No cenário global, por exemplo, ganha destaque o tema das terras raras, foco de uma análise completa publicada nesta quinta-feira pelo Research XP. Embora a exposição direta ao tema via empresas brasileiras listadas ainda seja limitada, investidores interessados na temática podem se beneficiar de uma abordagem cautelosa e diversificada, com os ETFs surgindo como opção viável. 

Os balanços das empresas no último trimestre de 2025 ainda mexem com os mercados. Nos últimos dias, nomes como Nvidia, WEG e Mercado Livre divulgaram seus resultados.  

Acompanhe tudo nesta edição da Expert Drops. Toda semana, trazemos recomendações e análises na medida certa para você investir melhor. Conte conosco e até a semana que vem! 

Outlook Alocação: visão ampla para investir com estratégia 

O CDI é fundamental como núcleo defensivo das carteiras, dá liquidez, amortece volatilidade e, em 2026, segue relevante. Mas, segundo o time de alocação da XP, isso não basta. A fragilidade está no conceito de que o CDI é uma taxa instantânea, que muda com os ciclos, não um destino líquido e certo. O que parece suficiente hoje pode não preservar poder de compra amanhã, além de nos levar a ignorar custos de oportunidade e concentração excessiva. Saiba quais são as oportunidades para um investimento diversificado no relatório completo.  

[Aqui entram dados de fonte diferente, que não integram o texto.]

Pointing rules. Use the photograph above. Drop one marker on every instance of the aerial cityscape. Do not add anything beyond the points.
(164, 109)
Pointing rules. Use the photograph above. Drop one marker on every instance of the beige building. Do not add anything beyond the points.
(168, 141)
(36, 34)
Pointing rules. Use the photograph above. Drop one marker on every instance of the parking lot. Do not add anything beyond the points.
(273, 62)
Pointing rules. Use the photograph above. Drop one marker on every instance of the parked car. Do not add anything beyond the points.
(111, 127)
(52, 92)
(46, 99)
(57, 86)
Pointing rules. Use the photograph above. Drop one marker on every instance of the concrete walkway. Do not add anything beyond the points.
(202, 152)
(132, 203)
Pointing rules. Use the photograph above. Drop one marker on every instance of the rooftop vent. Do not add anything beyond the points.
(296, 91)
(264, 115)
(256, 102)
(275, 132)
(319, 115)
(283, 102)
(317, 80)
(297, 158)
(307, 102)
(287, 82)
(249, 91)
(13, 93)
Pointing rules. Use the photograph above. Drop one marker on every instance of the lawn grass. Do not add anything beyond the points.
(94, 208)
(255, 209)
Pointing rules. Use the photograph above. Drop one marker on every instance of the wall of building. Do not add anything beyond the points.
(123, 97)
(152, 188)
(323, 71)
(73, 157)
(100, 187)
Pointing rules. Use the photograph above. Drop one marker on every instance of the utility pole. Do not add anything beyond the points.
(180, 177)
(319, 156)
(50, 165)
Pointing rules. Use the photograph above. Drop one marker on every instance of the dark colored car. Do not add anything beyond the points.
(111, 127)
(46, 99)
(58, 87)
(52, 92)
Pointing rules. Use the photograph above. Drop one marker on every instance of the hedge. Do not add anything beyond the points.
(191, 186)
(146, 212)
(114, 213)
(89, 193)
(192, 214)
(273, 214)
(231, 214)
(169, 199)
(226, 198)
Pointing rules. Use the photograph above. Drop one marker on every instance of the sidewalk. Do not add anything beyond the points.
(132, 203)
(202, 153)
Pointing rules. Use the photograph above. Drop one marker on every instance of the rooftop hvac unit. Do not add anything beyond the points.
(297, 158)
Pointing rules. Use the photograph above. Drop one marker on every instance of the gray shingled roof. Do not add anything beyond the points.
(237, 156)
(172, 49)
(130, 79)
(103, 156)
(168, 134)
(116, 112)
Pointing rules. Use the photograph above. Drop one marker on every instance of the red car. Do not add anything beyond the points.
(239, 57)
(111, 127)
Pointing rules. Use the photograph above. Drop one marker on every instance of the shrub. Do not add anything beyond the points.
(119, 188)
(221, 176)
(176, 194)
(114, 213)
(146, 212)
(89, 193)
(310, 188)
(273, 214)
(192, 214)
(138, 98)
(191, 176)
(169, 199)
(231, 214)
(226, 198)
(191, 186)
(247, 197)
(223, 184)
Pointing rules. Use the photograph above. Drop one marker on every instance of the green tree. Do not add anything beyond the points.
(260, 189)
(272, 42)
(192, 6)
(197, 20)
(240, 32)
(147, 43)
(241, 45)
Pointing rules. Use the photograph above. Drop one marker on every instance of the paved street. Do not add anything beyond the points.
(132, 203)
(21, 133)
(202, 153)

A nova fronteira das terras raras 

As terras raras ganharam destaque no cenário global, com a demanda crescendo de forma expressiva nos últimos anos, impulsionada por tendências estruturais como eletrificação, expansão das fontes renováveis e avanço dos eletrônicos. Vemos tensões geopolíticas crescentes e esforços coordenados para diversificar a oferta, com o Brasil despontando como potencial fornecedor-chave. Embora a exposição direta ao tema via empresas brasileiras listadas ainda seja limitada, investidores interessados na temática podem se beneficiar de uma abordagem cautelosa e diversificada, com os ETFs surgindo como opção viável. 

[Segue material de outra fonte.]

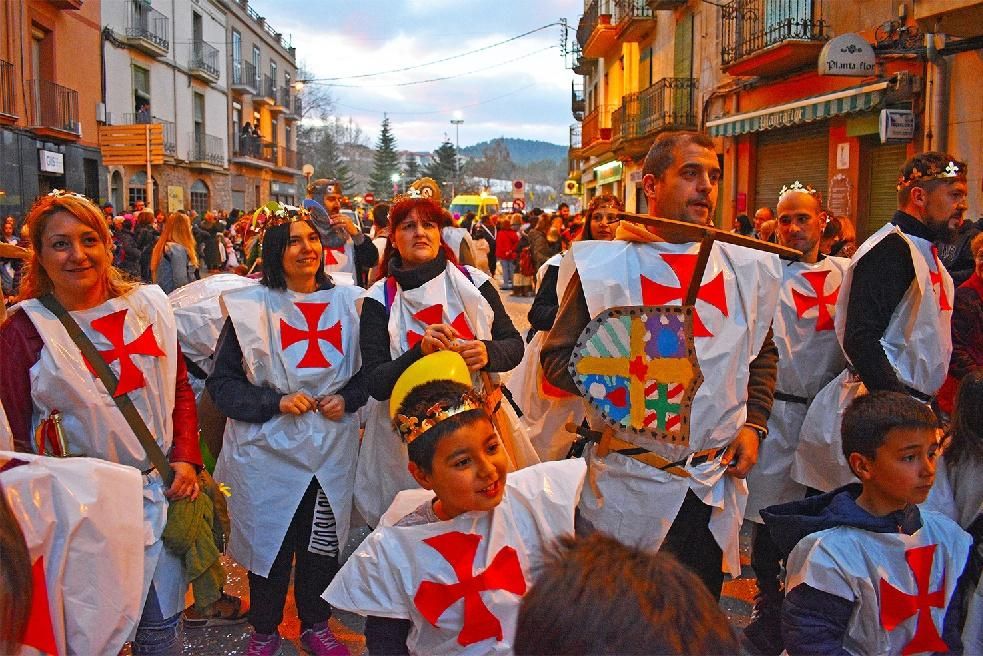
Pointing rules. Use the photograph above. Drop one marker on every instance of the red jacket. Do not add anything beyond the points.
(505, 245)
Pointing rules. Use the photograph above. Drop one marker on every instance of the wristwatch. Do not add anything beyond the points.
(762, 432)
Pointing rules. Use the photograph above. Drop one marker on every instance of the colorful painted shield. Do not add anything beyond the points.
(637, 367)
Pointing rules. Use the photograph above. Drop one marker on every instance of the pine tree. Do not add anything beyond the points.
(385, 162)
(443, 166)
(411, 168)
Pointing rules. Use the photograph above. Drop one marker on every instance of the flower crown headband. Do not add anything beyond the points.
(410, 427)
(953, 170)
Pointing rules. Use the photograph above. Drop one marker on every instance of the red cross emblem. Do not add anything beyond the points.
(313, 356)
(898, 606)
(683, 265)
(130, 376)
(435, 314)
(329, 256)
(937, 284)
(39, 632)
(805, 302)
(504, 573)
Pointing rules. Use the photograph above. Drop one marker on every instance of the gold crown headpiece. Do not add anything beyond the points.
(411, 427)
(426, 188)
(274, 214)
(798, 186)
(953, 170)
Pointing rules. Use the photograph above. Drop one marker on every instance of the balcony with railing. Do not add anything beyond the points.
(169, 128)
(669, 104)
(206, 150)
(634, 19)
(7, 111)
(577, 102)
(595, 31)
(244, 78)
(768, 37)
(52, 109)
(204, 61)
(596, 133)
(147, 29)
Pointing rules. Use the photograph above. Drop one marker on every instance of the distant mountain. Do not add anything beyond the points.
(523, 151)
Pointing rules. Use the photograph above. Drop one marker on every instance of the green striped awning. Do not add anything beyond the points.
(815, 108)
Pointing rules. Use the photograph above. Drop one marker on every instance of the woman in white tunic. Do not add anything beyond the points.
(423, 302)
(286, 377)
(43, 372)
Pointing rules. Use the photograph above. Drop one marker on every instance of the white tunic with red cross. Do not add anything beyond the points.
(734, 307)
(452, 298)
(81, 519)
(291, 342)
(917, 343)
(809, 356)
(900, 585)
(135, 334)
(460, 581)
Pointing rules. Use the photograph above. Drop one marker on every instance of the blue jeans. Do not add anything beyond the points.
(157, 635)
(508, 270)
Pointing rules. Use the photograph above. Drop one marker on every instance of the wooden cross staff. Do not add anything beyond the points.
(681, 232)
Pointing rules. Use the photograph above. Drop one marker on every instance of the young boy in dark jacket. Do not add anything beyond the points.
(867, 572)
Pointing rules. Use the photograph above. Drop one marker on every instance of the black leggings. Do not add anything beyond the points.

Nvidia renova recordes de receita 

A Nvidia reportou resultados bons, com surpresas positivas na receita (+3,4%) e no lucro por ação (+5,8%). Os números foram impulsionados pelo crescimento de 75,1% A/A na receita proveniente de data centers, chegando a US$ 62,3 bilhões (vs. expectativa do consenso de US$ 60,4 bilhões). Mais uma vez, a receita trimestral renovou recordes, refletindo a transição para computação acelerada e IA. O lucro por ação apresentou um crescimento de 82,0% A/A, após romper rota de desaceleração na divulgação anterior.  

OpenAI: o elefante branco resolveu se mexer na sala 

A OpenAI continua em uma trajetória em que precisa escalar como big tech, mas se financiar como uma startup, com pouca margem para erros de execução. De acordo com nova publicação da The Information, a OpenAI revisou suas projeções internas para mais de US$ 280 bilhões de receita em 2030, com divisão razoavelmente equilibrada entre negócios de consumo e corporativo. Isso representa uma revisão de +25% a 30% em relação às indicações anteriores, e reforça o ponto central de que a tese da companhia continua altamente dependente de um cenário de receita extraordinário em escala global. 

TIM: eficiência operacional e remuneração a acionistas 

A TIM apresentou seu plano estratégico e o guidance para 2026, marcado por um forte foco em criação de valor via ganhos de eficiência, resultando em geração robusta de caixa e remuneração esperada ao acionista de R$ 5,3 bi a R$ 5,5 bilhões, o que implica dividend yield em torno de 8%. Confira nossa visão completa para a ação aqui. 

HSI Malls (HSML11): por que recomendamos compra? 

Reiteramos a recomendação de compra para o HSI Malls (HSML11), com base nos seguintes fatores: gestão especializada e participações majoritárias nos empreendimentos; portfólio de ativos consolidados em suas respectivas regiões, com indicadores operacionais sólidos; e dividend yield e preço de negociação em patamares atrativos. Leia o relatório completo aqui. 

Enel: o custo de ficar vs. o preço de sair 

À medida que a temperatura continua a subir entre a Enel, a sociedade, os governos locais e o governo federal, analisamos as possíveis estratégias da empresa para suas três concessões de distribuição no Brasil, além de mapear potenciais candidatos. Saiba mais aqui. 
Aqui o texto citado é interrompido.